EGG RECORDS October 17th 2025
“You choose to be who you are”, sings Holly on ‘Introducing Bullshit’, the opening salvo. The Lovely Eggs have chosen to be rigorously independent and have a devoted following for that. On the second song, ‘The Grind’, they refuse conformity – “I won’t cut my hair off”. And that’s the Eggs summed up. So revered that I’ve seen the neologism ‘Eggpunk’ used to describe another band; the Lancaster couple are nothing but themselves. DIY at heart, they record, release and distribute their music themselves.
Scurrilous, punky, rude, rebellious, psychedelic, profound; their releases wander in theme from meditations on life, community, growth to middle-aged teenager outbursts of anger at the grey forces of boredom. The last album, ‘Eggsistentialism’, was a perfect summation of the themes and the band sound; a bolshy Lancastrian voice, spikey guitar and David’s drums. This delightfully-titled collection of outtakes and B-sides isn’t quite as good but is still way beyond 99% of other bands.

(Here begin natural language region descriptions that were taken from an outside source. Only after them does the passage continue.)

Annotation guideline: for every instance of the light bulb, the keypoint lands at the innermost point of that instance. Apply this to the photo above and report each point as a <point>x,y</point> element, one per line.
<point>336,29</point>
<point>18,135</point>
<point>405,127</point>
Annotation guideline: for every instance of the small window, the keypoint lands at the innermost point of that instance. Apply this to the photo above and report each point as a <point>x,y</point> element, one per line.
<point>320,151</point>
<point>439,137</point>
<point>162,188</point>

Yes, it’s bin juice but I’d drink the Lovely Eggs’ bin juice over twenty other bands’ prosecco.
Who else would sing about imagining meeting their dead dad in the sprechgesang style of a toddler, tweaking my heart strings as I identify with the feeling? Or old toxic relationships, daily frustrations, simple joys or the profundity of simple happiness?

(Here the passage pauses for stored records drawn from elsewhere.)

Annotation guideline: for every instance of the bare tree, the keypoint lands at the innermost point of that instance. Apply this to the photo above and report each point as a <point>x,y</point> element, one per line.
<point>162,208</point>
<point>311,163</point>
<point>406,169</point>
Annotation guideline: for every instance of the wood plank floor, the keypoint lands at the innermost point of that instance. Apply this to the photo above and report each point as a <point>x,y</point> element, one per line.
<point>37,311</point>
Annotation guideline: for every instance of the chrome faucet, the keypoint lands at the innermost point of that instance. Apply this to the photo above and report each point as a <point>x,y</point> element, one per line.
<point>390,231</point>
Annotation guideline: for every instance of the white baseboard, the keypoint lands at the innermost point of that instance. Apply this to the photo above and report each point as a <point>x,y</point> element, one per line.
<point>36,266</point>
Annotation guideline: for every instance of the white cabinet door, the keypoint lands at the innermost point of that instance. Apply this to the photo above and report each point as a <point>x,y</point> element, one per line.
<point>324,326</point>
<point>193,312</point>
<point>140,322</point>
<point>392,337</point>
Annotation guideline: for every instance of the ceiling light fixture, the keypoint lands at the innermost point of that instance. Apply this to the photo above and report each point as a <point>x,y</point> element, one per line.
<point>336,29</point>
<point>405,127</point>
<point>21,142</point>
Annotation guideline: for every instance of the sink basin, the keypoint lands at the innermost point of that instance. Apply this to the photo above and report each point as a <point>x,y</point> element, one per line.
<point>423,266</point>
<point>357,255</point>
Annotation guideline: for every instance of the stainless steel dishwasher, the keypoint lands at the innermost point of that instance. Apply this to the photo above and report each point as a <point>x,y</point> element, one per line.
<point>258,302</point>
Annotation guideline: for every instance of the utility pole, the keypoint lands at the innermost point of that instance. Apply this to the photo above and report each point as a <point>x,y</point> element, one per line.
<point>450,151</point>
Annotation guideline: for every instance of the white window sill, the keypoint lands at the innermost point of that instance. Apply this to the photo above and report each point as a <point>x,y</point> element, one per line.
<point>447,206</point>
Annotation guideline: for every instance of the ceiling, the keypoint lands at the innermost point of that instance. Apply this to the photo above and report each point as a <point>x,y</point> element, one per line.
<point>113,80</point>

And it is an art-form too. Hand packed in a black plastic bin bag on neon toxic slime green vinyl, this is about the object as well as what’s on the grooves. “They’re kind of a sketchbook of songs,” says David. “They’re not polished or laboured over but we thought it would be interesting to release them”. The songs move between punky bursts, ballads, electro-pop and psych and dreamy thoughts and are never less than good, mostly great, always authentically themselves and knocking all other competitors into the bin.